Il TFN quest'oggi si è espresso anche sul deferimento all'ACR Messina, relativo ai mancati pagamenti di aprile, infliggendo ben 14 punti di penalizzazione

Non che cambiasse molto, in una vicenda già assurda, tragica e destinata a finire malissimo, ma sicuramente è un tassello ulteriore. Il Tribunale Federale Nazionale quest’oggi si è espresso anche sul deferimento all’ACR Messina, relativo ai mancati pagamenti di aprile, infliggendo ben 14 di penalizzazione. Inibiti per 10 mesi Alaimo e Cissé. La penalizzazione, così come per Lucchese e Triestina in Serie C, sarà da scontare nella prossima stagione. Se ci sarà… Perché a Messina, è abbastanza evidente, non ci sarà. Mancano due giorni alla fine del mese e il 6 giugno si avvicina senza novità di alcun tipo. Immobilismo totale. Ed era anche prevedibile. Peditto è scomparso e negli ultimi giorni si è parlato solo della nascente Cooperativa in città, progetto tuttavia da prendere in considerazione solo successivamente a questi passaggi.

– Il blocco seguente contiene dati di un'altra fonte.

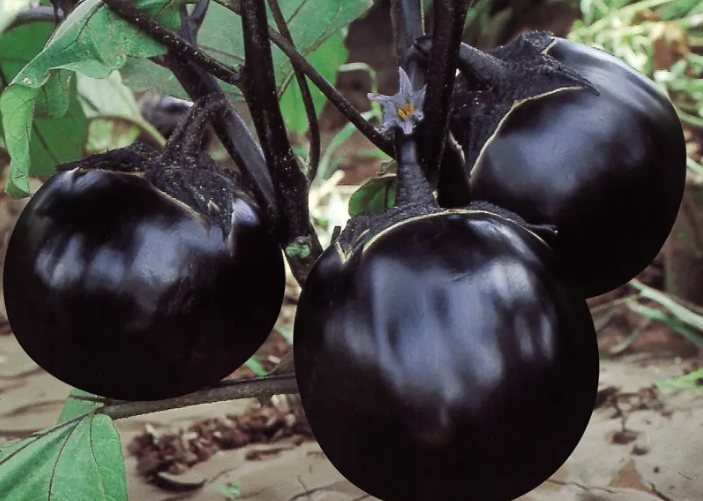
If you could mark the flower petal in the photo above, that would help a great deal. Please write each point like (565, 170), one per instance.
(405, 85)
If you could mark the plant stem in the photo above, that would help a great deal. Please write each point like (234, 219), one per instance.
(408, 25)
(413, 187)
(449, 17)
(172, 41)
(260, 387)
(308, 104)
(230, 128)
(299, 62)
(259, 85)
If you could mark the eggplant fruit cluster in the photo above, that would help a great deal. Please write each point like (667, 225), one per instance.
(139, 275)
(447, 352)
(444, 355)
(602, 159)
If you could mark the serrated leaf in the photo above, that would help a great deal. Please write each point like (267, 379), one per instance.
(78, 403)
(326, 59)
(9, 10)
(76, 460)
(374, 196)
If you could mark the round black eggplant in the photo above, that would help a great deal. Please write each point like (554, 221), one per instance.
(608, 170)
(445, 358)
(118, 289)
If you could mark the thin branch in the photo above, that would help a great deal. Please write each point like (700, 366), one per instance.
(449, 17)
(295, 230)
(308, 104)
(231, 130)
(301, 63)
(408, 25)
(261, 387)
(172, 41)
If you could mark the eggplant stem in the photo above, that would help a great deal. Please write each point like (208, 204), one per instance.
(313, 124)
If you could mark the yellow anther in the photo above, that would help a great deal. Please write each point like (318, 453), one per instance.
(405, 111)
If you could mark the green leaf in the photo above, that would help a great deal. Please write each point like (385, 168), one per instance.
(9, 10)
(74, 461)
(221, 37)
(78, 403)
(329, 161)
(91, 40)
(691, 381)
(374, 196)
(37, 145)
(326, 59)
(109, 98)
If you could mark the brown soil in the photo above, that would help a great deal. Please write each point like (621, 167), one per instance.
(643, 444)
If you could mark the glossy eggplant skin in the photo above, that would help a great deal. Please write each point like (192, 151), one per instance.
(608, 170)
(446, 360)
(120, 290)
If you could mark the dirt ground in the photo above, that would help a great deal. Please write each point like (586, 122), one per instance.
(642, 444)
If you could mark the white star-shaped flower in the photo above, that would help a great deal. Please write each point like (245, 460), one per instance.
(403, 109)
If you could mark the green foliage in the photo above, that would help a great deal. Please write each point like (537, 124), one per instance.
(93, 41)
(326, 59)
(231, 491)
(105, 100)
(9, 10)
(53, 132)
(374, 196)
(221, 36)
(691, 381)
(77, 404)
(80, 459)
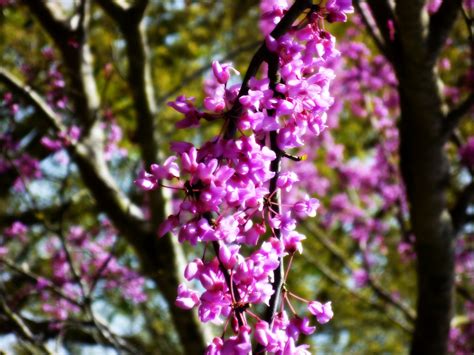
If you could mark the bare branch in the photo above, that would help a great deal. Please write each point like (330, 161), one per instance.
(21, 328)
(383, 13)
(332, 277)
(381, 46)
(454, 117)
(21, 89)
(459, 211)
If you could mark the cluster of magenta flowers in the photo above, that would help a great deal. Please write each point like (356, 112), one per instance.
(232, 184)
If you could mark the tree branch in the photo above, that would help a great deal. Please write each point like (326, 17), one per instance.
(459, 211)
(379, 43)
(454, 117)
(440, 25)
(383, 13)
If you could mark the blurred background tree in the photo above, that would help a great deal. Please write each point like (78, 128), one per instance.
(101, 72)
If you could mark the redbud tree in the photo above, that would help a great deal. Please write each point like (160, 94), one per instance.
(279, 177)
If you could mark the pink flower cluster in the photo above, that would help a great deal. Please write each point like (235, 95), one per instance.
(232, 183)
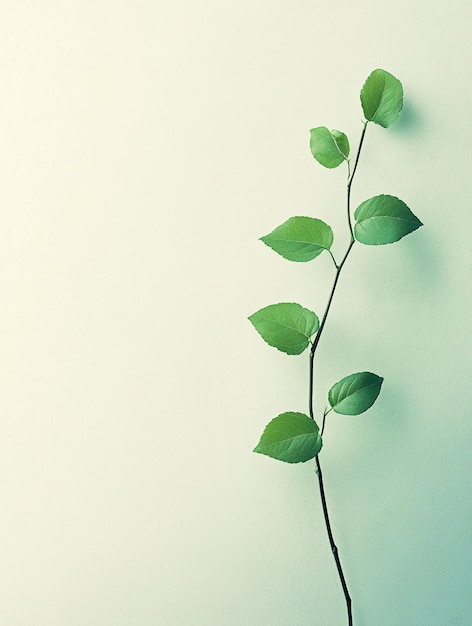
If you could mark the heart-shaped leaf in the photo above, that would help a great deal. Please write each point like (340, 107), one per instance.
(300, 238)
(290, 437)
(383, 219)
(329, 147)
(382, 98)
(286, 326)
(355, 394)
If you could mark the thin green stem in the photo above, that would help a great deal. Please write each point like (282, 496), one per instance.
(314, 347)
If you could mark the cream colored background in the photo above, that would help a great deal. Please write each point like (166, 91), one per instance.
(144, 148)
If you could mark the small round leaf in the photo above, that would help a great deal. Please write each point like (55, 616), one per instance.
(290, 437)
(382, 98)
(300, 238)
(286, 326)
(355, 394)
(383, 219)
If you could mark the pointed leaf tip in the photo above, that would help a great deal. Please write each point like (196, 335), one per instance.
(329, 147)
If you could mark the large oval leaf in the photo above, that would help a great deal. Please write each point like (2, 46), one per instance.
(300, 238)
(290, 437)
(355, 394)
(286, 326)
(382, 98)
(383, 219)
(329, 147)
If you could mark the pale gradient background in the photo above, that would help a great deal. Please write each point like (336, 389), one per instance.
(144, 148)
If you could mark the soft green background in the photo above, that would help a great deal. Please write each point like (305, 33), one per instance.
(144, 149)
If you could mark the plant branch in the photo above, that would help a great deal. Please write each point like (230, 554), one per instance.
(332, 544)
(314, 346)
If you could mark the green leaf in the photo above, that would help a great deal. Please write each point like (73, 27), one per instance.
(382, 98)
(329, 147)
(290, 437)
(355, 393)
(286, 326)
(383, 219)
(300, 238)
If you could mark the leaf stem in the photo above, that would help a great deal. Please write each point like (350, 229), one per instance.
(314, 346)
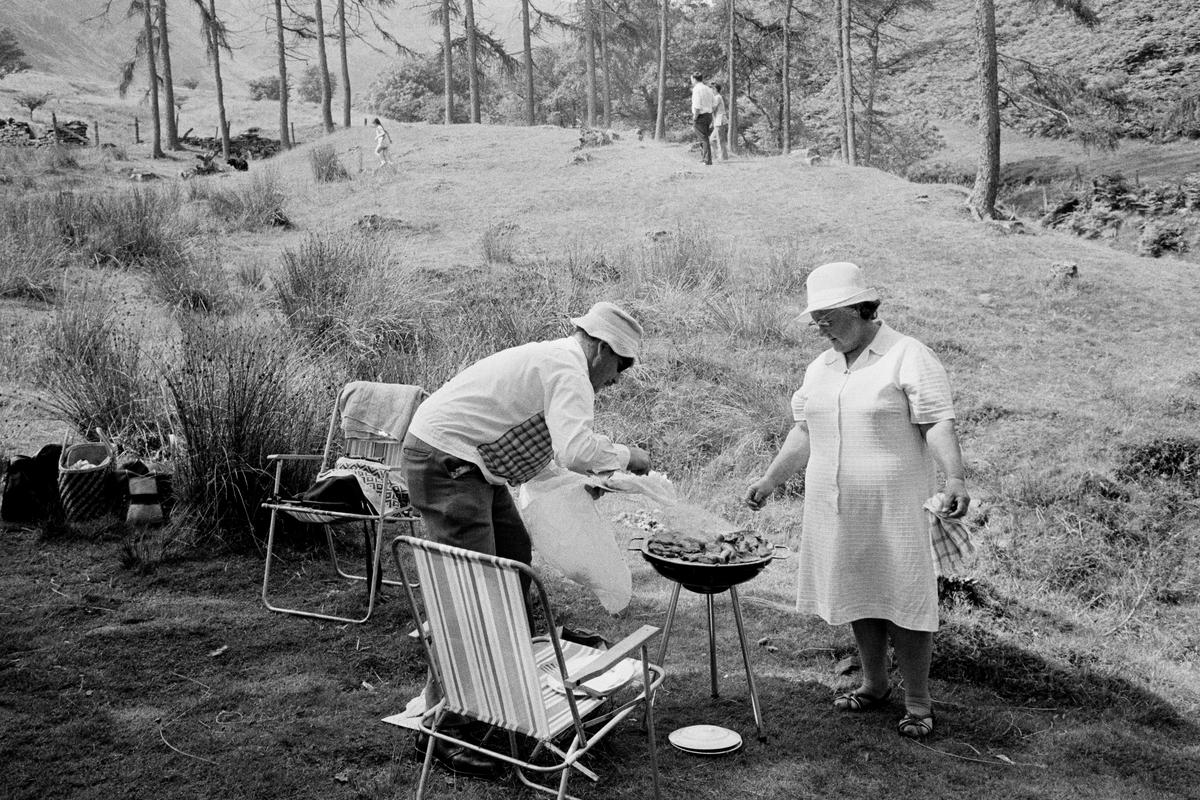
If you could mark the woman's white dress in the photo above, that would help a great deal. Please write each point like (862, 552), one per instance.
(865, 548)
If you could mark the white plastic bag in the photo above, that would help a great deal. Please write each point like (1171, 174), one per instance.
(573, 536)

Al di là della scadenza del 6 giugno, infatti, il 10 si terrà l’udienza fallimentare, che probabilmente decreterà la fine dell’ACR, per l’ennesima volta. A quel punto il curatore proverà a salvare il salvabile e – per Messina – le uniche speranze di prosecuzione in Serie D (tuttavia pur sempre complesse) saranno legate all’eventuale acquisto di qualche titolo, su tutte quello del Milazzo, in difficoltà economiche e aperto a trattative per la cessione. Tutto questo, però, non sarà immediato. Ad oggi interessano e incombono altre scadenze e altre date.